The company is diligent about removing posts and ads that contain direct threats or threats of self-injury, promotion of dangerous organizations, harassment or bullying, attacks on public figures, sexual violence or exploitation, or information that deals with regulated goods or criminal activity. And that’s as it should be. But as you can see from examples in this article they leave plenty of wiggle room for themselves to determine which ads, causes, events, products and services they want promoted on their site. They are, if nothing else, arbitrary and capricious in the inclusion or deletion of materials.

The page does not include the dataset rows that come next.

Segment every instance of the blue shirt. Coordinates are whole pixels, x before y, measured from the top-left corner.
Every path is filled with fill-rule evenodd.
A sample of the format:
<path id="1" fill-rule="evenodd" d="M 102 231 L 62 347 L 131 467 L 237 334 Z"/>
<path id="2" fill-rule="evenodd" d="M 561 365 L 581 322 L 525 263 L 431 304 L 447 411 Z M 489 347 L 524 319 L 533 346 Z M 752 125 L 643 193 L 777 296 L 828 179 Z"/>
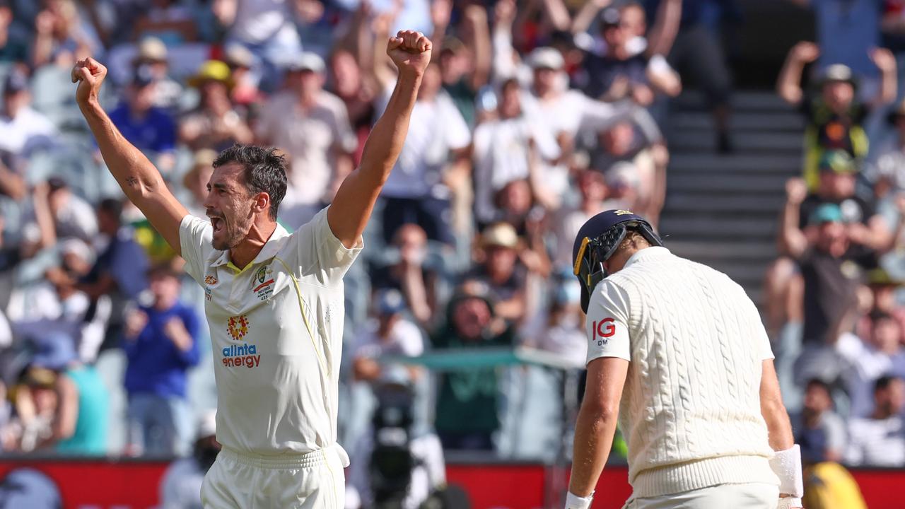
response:
<path id="1" fill-rule="evenodd" d="M 198 315 L 178 303 L 167 311 L 142 307 L 148 325 L 135 340 L 126 339 L 123 350 L 129 360 L 126 390 L 129 394 L 150 393 L 167 398 L 186 398 L 186 372 L 198 363 Z M 164 333 L 172 318 L 182 321 L 192 336 L 192 348 L 179 350 Z"/>
<path id="2" fill-rule="evenodd" d="M 124 102 L 110 117 L 126 139 L 142 152 L 170 152 L 176 148 L 176 122 L 164 110 L 151 108 L 144 118 L 136 119 Z"/>
<path id="3" fill-rule="evenodd" d="M 817 15 L 819 67 L 844 63 L 859 76 L 876 76 L 868 51 L 880 45 L 880 0 L 812 0 Z"/>
<path id="4" fill-rule="evenodd" d="M 107 418 L 109 400 L 107 388 L 97 370 L 80 366 L 67 370 L 79 392 L 79 416 L 72 436 L 56 444 L 61 454 L 75 456 L 103 456 L 107 453 Z"/>

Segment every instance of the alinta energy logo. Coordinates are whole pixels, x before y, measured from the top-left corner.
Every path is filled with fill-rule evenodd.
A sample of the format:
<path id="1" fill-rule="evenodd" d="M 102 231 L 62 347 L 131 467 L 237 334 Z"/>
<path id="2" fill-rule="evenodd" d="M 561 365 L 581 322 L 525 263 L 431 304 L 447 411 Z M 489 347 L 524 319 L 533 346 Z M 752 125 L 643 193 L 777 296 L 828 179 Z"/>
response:
<path id="1" fill-rule="evenodd" d="M 226 331 L 233 341 L 238 341 L 248 335 L 251 324 L 244 314 L 231 316 L 226 322 Z M 224 368 L 257 368 L 261 364 L 261 354 L 254 344 L 231 344 L 224 347 L 223 363 Z"/>

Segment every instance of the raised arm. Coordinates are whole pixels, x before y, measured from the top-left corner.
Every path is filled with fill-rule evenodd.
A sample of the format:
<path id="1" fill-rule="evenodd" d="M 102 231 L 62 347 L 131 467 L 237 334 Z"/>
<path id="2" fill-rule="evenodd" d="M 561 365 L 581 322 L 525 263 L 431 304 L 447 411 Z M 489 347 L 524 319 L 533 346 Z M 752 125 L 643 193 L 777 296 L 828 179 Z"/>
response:
<path id="1" fill-rule="evenodd" d="M 178 254 L 179 223 L 188 211 L 167 187 L 151 161 L 129 143 L 113 125 L 98 101 L 98 91 L 107 76 L 107 68 L 92 58 L 80 61 L 72 69 L 72 82 L 79 83 L 76 101 L 88 120 L 98 148 L 110 173 L 126 197 L 148 217 Z"/>
<path id="2" fill-rule="evenodd" d="M 801 256 L 807 249 L 807 237 L 798 227 L 801 203 L 807 196 L 807 184 L 802 178 L 789 178 L 786 182 L 786 205 L 783 206 L 777 238 L 779 253 L 793 258 Z"/>
<path id="3" fill-rule="evenodd" d="M 431 48 L 427 37 L 412 31 L 399 32 L 386 44 L 386 53 L 399 70 L 395 88 L 367 137 L 361 166 L 343 181 L 327 213 L 333 235 L 347 247 L 355 245 L 365 231 L 377 195 L 402 151 Z"/>
<path id="4" fill-rule="evenodd" d="M 801 74 L 805 64 L 817 60 L 819 56 L 820 48 L 814 43 L 802 41 L 792 47 L 776 82 L 776 93 L 783 101 L 792 105 L 801 102 L 805 95 L 801 90 Z"/>
<path id="5" fill-rule="evenodd" d="M 801 451 L 795 445 L 792 424 L 783 404 L 779 380 L 773 360 L 762 361 L 760 376 L 760 413 L 767 423 L 767 441 L 776 454 L 770 468 L 779 477 L 779 507 L 800 508 L 804 494 Z"/>

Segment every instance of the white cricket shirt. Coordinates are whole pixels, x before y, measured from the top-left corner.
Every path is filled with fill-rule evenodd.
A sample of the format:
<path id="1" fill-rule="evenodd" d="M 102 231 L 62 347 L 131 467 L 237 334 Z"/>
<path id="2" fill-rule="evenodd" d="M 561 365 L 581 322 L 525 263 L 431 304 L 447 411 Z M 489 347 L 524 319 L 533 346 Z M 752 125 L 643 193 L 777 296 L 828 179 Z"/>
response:
<path id="1" fill-rule="evenodd" d="M 307 453 L 337 439 L 347 249 L 327 208 L 281 226 L 243 269 L 214 249 L 210 221 L 179 226 L 186 272 L 205 289 L 217 385 L 217 440 L 239 453 Z M 310 325 L 306 326 L 306 321 Z"/>
<path id="2" fill-rule="evenodd" d="M 634 496 L 778 485 L 760 413 L 760 316 L 726 274 L 665 247 L 635 253 L 594 289 L 587 360 L 629 360 L 619 406 Z"/>

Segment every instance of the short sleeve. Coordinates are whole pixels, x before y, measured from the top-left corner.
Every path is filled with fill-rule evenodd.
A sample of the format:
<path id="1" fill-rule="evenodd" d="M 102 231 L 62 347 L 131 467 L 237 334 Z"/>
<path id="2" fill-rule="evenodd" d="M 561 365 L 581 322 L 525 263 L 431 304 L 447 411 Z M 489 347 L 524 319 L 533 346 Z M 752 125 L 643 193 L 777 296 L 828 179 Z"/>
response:
<path id="1" fill-rule="evenodd" d="M 591 294 L 585 329 L 587 332 L 587 362 L 601 357 L 632 360 L 628 333 L 628 293 L 604 280 Z"/>
<path id="2" fill-rule="evenodd" d="M 360 238 L 351 249 L 343 245 L 330 229 L 328 210 L 329 206 L 302 225 L 291 235 L 290 241 L 295 245 L 301 275 L 314 275 L 325 286 L 341 280 L 364 247 Z"/>
<path id="3" fill-rule="evenodd" d="M 204 283 L 205 263 L 214 251 L 211 224 L 201 217 L 186 215 L 179 223 L 179 247 L 186 260 L 186 273 Z"/>

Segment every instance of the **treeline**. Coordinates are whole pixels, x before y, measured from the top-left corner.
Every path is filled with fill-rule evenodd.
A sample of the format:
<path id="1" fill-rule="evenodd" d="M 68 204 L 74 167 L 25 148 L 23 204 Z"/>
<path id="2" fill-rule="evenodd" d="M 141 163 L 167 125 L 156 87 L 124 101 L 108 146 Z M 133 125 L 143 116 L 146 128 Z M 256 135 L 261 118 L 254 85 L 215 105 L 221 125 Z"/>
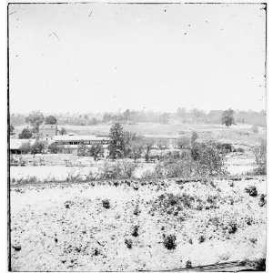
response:
<path id="1" fill-rule="evenodd" d="M 103 114 L 57 114 L 54 115 L 58 125 L 94 126 L 98 124 L 123 123 L 136 124 L 141 122 L 168 124 L 173 120 L 180 123 L 220 124 L 223 110 L 205 112 L 197 108 L 187 110 L 178 108 L 175 113 L 136 111 L 126 109 L 121 113 Z M 37 113 L 37 112 L 36 112 Z M 41 113 L 42 114 L 42 113 Z M 13 126 L 25 125 L 29 122 L 30 115 L 12 114 L 10 123 Z M 234 111 L 235 123 L 266 126 L 266 111 Z"/>

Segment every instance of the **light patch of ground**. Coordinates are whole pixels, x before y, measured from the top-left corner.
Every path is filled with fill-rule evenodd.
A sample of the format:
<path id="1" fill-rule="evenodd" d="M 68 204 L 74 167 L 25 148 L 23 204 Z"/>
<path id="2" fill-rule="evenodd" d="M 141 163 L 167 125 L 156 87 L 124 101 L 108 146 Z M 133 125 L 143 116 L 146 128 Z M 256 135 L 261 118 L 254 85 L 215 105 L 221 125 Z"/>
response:
<path id="1" fill-rule="evenodd" d="M 12 269 L 162 270 L 185 268 L 187 260 L 197 266 L 265 257 L 266 205 L 259 206 L 265 177 L 132 184 L 12 187 Z M 257 187 L 258 197 L 245 191 L 248 186 Z M 177 215 L 176 205 L 170 213 L 162 209 L 158 197 L 170 193 L 192 197 L 193 206 Z M 109 208 L 102 205 L 105 198 Z M 202 210 L 196 208 L 197 200 Z M 237 225 L 234 233 L 225 229 L 230 222 Z M 137 237 L 132 236 L 136 225 Z M 163 245 L 163 235 L 169 234 L 177 237 L 172 250 Z M 132 240 L 131 248 L 126 238 Z"/>

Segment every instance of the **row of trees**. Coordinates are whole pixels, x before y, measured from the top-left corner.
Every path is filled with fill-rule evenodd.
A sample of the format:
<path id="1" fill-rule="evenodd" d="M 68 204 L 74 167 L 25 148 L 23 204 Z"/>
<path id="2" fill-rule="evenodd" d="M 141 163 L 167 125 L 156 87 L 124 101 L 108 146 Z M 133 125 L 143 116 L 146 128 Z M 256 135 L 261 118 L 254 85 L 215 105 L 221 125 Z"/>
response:
<path id="1" fill-rule="evenodd" d="M 178 108 L 175 113 L 162 113 L 154 111 L 136 111 L 126 109 L 121 113 L 104 113 L 104 114 L 58 114 L 55 116 L 44 116 L 41 112 L 32 112 L 28 116 L 21 114 L 12 114 L 10 116 L 11 124 L 14 126 L 29 123 L 38 129 L 42 123 L 76 126 L 93 126 L 102 123 L 124 123 L 134 124 L 139 122 L 154 122 L 167 124 L 176 119 L 181 123 L 210 123 L 217 124 L 221 122 L 223 110 L 211 110 L 205 112 L 197 108 L 187 110 Z M 234 111 L 234 120 L 238 123 L 266 125 L 266 112 L 257 111 Z"/>

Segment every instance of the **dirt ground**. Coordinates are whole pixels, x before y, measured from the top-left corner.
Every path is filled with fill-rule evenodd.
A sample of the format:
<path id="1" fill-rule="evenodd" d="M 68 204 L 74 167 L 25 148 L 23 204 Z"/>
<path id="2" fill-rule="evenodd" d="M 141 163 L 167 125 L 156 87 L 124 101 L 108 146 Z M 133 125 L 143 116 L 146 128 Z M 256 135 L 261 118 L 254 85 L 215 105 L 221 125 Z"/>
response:
<path id="1" fill-rule="evenodd" d="M 13 187 L 12 269 L 164 270 L 265 258 L 265 179 Z"/>

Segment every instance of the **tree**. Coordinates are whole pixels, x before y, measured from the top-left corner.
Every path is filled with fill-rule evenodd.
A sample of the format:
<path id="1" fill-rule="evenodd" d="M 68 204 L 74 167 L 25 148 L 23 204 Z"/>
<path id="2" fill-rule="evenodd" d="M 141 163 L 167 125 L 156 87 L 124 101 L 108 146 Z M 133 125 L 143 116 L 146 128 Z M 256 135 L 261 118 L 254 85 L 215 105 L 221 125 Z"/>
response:
<path id="1" fill-rule="evenodd" d="M 110 145 L 109 145 L 109 157 L 111 158 L 121 158 L 124 156 L 125 142 L 124 142 L 124 130 L 119 123 L 114 124 L 110 128 Z"/>
<path id="2" fill-rule="evenodd" d="M 24 128 L 22 132 L 19 134 L 20 139 L 28 139 L 32 137 L 32 131 L 27 127 Z"/>
<path id="3" fill-rule="evenodd" d="M 187 136 L 181 136 L 177 139 L 177 147 L 180 149 L 186 148 L 190 146 L 190 139 Z"/>
<path id="4" fill-rule="evenodd" d="M 15 134 L 15 126 L 13 125 L 9 126 L 9 133 L 10 133 L 10 135 L 14 135 Z"/>
<path id="5" fill-rule="evenodd" d="M 234 121 L 234 111 L 232 109 L 228 109 L 223 112 L 222 114 L 222 124 L 226 125 L 227 127 L 235 124 Z"/>
<path id="6" fill-rule="evenodd" d="M 96 158 L 98 157 L 101 157 L 104 155 L 104 147 L 100 144 L 92 145 L 88 150 L 88 153 L 91 157 L 94 157 L 95 160 L 96 160 Z"/>
<path id="7" fill-rule="evenodd" d="M 36 140 L 31 147 L 32 154 L 42 154 L 45 150 L 46 143 L 44 141 Z"/>
<path id="8" fill-rule="evenodd" d="M 61 135 L 61 136 L 66 135 L 66 130 L 64 127 L 62 127 L 62 128 L 60 129 L 60 135 Z"/>
<path id="9" fill-rule="evenodd" d="M 198 138 L 197 133 L 196 131 L 193 131 L 191 133 L 191 137 L 190 137 L 190 143 L 192 147 L 195 145 L 197 138 Z"/>
<path id="10" fill-rule="evenodd" d="M 48 150 L 51 154 L 57 154 L 60 152 L 61 148 L 57 143 L 53 142 L 48 146 Z"/>
<path id="11" fill-rule="evenodd" d="M 135 163 L 136 162 L 136 159 L 141 157 L 141 155 L 144 150 L 144 145 L 141 140 L 134 140 L 131 143 L 131 151 L 130 151 L 130 157 L 134 158 Z"/>
<path id="12" fill-rule="evenodd" d="M 31 145 L 30 145 L 30 141 L 23 143 L 20 147 L 20 149 L 22 151 L 23 154 L 28 154 L 31 152 Z"/>
<path id="13" fill-rule="evenodd" d="M 39 126 L 44 122 L 45 117 L 41 112 L 37 111 L 30 113 L 25 120 L 26 122 L 30 123 L 30 125 L 33 126 L 34 132 L 38 133 Z"/>
<path id="14" fill-rule="evenodd" d="M 76 154 L 79 157 L 86 157 L 88 155 L 87 146 L 84 143 L 80 143 L 77 147 Z"/>
<path id="15" fill-rule="evenodd" d="M 48 116 L 46 117 L 45 124 L 56 124 L 57 120 L 54 116 Z"/>
<path id="16" fill-rule="evenodd" d="M 146 162 L 148 162 L 150 159 L 150 153 L 152 147 L 154 145 L 154 142 L 150 138 L 144 139 L 144 153 L 145 153 L 145 160 Z"/>

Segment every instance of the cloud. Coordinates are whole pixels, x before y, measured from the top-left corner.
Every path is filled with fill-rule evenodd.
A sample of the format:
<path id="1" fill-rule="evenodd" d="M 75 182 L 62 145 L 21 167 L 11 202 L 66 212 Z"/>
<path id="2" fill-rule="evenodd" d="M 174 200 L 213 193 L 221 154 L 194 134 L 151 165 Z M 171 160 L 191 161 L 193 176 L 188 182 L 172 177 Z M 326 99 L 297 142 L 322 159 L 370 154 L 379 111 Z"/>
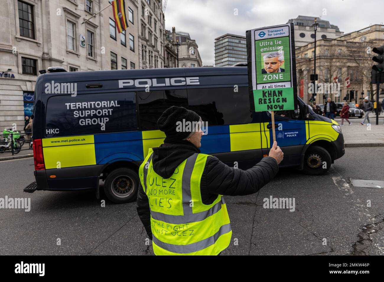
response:
<path id="1" fill-rule="evenodd" d="M 247 30 L 285 23 L 299 15 L 321 16 L 345 33 L 384 21 L 382 0 L 364 3 L 359 0 L 168 0 L 166 28 L 171 30 L 175 26 L 176 31 L 189 33 L 199 46 L 203 64 L 212 65 L 215 38 L 226 33 L 245 36 Z"/>

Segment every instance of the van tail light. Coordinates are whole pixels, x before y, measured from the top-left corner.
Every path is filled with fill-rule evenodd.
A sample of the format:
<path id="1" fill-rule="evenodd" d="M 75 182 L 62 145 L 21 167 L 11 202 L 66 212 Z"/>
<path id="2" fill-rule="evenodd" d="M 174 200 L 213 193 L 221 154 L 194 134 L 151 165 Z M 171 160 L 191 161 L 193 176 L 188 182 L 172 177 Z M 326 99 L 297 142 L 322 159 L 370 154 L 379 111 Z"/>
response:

Even though Facebook is a privately held business that can set some rules regarding participants’ use of it, it should not be given carte blanche to censor the opinions, beliefs, news, products, services, events or causes with which it does not agree. Its forum as a place for personal expression should, if anything, promote freedom of speech and not quash it. The problem is not whether Facebook is liberal versus conservative or pro-Muslim versus pro-Christian; it’s that it doesn’t stand for anything on the surface—all of its machinations play out behind the scenes. There are plenty of news sources that are considered liberal or conservative; when you read one you do so with the understanding that you’ll be reading articles with a spin that appeals to their audience. Facebook must consider its audience: a multi-gender, multi-cultural group encompassing myriad religious beliefs, political opinions, likes and dislikes. It needs to either publish the opinions of the many without censorship, or reveal their stand on the issues so that people participating in their forums understand the bias and account for it.